Parfümün açılışı ilginç çiçeksilikle gerçekleşiyor. Ne kadınsı ne de erkeksi tarafa yakın tuhaf çiçeklerden, ölmezotu ve aromatik bitkiler ilk saniyelerde ayırt ediliyor. Aromatik Akdeniz otlarından adaçayı olduğunu tahmin ettiğim ilk dokunuş, ne ferah ne de turunçgilli. Çok farklı üst notalarından sonra bilindik bir öge yerleşiyor ana yapıya: tütün. Hafiften dumansı ve kuru sayılabilecek tütün ve ilginç çiçeksilikle orta notalar yeşil temaya yakın duruyor.
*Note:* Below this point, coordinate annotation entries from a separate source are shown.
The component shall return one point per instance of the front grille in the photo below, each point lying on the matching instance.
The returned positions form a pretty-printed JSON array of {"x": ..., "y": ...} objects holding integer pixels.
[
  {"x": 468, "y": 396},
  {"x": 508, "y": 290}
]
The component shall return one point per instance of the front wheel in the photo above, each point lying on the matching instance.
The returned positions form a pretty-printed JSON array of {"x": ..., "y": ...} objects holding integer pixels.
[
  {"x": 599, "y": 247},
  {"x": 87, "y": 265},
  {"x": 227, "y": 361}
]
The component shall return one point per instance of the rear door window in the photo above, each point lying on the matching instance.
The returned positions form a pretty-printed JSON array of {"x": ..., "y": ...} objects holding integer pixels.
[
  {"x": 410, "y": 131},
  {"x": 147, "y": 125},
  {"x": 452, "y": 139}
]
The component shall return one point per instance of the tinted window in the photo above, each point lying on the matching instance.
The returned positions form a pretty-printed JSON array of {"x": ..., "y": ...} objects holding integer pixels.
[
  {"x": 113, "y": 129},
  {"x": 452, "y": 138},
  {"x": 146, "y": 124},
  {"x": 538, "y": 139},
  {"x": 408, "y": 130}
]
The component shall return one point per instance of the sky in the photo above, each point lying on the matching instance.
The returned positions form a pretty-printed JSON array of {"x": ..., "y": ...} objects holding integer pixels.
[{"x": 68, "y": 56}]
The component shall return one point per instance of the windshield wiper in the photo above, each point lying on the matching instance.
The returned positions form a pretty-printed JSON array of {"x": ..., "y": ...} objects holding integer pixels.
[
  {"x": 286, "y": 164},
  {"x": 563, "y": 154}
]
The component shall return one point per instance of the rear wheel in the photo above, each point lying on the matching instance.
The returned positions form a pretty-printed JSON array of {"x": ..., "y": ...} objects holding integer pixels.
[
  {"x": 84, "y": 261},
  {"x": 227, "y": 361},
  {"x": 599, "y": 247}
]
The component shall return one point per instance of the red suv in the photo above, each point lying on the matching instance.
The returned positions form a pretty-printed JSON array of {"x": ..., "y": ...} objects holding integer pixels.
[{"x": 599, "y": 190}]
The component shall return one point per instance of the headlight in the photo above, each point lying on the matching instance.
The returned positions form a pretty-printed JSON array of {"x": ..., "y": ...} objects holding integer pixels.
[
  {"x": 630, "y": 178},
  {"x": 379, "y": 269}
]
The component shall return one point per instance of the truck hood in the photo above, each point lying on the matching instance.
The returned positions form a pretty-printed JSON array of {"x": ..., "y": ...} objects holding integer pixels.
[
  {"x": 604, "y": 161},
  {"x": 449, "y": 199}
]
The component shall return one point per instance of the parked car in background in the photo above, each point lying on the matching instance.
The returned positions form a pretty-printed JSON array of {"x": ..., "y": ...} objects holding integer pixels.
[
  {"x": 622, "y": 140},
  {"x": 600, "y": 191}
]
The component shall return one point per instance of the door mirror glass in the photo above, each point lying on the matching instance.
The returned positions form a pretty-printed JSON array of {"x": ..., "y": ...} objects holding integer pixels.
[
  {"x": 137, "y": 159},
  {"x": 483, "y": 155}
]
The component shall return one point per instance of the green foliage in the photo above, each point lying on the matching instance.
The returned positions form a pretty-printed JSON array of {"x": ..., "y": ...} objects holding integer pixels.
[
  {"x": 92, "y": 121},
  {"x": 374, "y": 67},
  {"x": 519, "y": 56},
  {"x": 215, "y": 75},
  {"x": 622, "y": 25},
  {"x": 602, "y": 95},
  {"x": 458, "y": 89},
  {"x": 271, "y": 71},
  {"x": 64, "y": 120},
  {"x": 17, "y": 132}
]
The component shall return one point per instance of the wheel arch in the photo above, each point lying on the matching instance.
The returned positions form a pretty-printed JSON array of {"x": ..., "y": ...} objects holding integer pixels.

Son bölümde değişim bariz diyebilirim. Alt notalarda tanıdık bir deri kapanışı domine ediyor. Vanilyamsı hoş bir deri adeta modern ama şekerli değil ve çok bilindik.

Pohadka, şimdiye kadar örneğine rastlamadığım sıradışı bir parfüm. Gerek içeriğindeki çiçekler gerek tütünün verilişi gerekse deri, bir parfümde böylesine nerede buluşmuştur? Muhtemelen sadece Pohadka’da… Parfümün değişken, katmanlı alt yapısı ve nota kalitesi harika. Genellikle niş parfümlerde rastladığımız nadide bir çiçek olan ölmezotu, parfümün başlangıcında ve orta bölümünde hissediliyor. Favori notalarımdan olan tütün de dumansı ve çiçeksi verilmiş ki gayet beğendim. Deri ise bildiğimiz deri kıyafet gibi değil daha kadınsı-plastiğimsi-modern verilmiş ki Emporio Armani’nin kimi kadın parfümlerinde bu deri kullanımını anımsıyorum.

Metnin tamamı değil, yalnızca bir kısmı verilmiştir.